Ночью оставили на конюшнях не одного, а троих сторожей. Наутро и впрямь принесли в сундучке из Верха упряжь. Дед принял ее так, как принял бы на руки образ, чтобы нести в крестном ходе.
Данила держался вместе с Семейкой и Богданом. Тимофей был со старшими — он довольно послужил стряпчим конюхом, пора было становиться конюхом задворным. Все надели чистое, кто мог — новое. И ведь странное дело, государь Алексей Михайлович, бывало, без всякого шума на конюшни заглядывал, потому что любил аргамаков страстно и даже выбирал, которого изобразить под седлом на своей конной парсуне. Он мог из своих покоев попасть в Аргамачьи конюшни чуть ли не крытыми переходами, пройдя по снегу лишь несколько шагов до ворот, и еще от ворот — столько же.
Но на Масленицу государь являлся торжественно, с царевичем же — и вовсе впервые…
Настал назначенный час — конюхи выстроились в ряд, готовые рухнуть государю в ноги.
— Идет, идет! — послышалось.
Первым за ограду вошел Васенька Голицын — юный и пригожий стольник, любитель лошадей, которого государь обычно и посылал с поручениями на конюшню.
— Все ли готово? — спросил негромко.
— Все, батюшка Василий Васильевич, — как к старшему, обратился к нему дед Акишев. — И кони, и конек, и лукошко.
Лукошко с ломтями усыпанного крупной серой солью хлеба для подкормки стояло у его ног, обутых по такому случаю в новехонькие желтые сапоги.
— Да ладно вам, будет вам! — совсем близко раздался звонкий голос, в котором явственно чувствовалась улыбка. — Куда вы все? Нешто я сам с младенцем не управлюсь?
И за ограду вошел, сопровождаемый всего лишь тремя из приближенных, государь Алексей Михайлович. Он вел за правую ручку старшего сына — царевича Алексея Алексеевича.
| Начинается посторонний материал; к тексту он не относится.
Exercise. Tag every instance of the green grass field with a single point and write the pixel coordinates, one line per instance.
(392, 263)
В левой ручке царевич держал игрушечную алебарду немецкой работы — с заостренным древком, с лезвийцем в виде полумесяца по одну сторону, а по другую — с нацеленным вниз изогнутым клыком. Был он темноволос, круглолиц, румян — весь в отца, из тех детишек, что растут крепенькими, как грибы-боровички, на радость всем, кто их даже в первый раз увидит.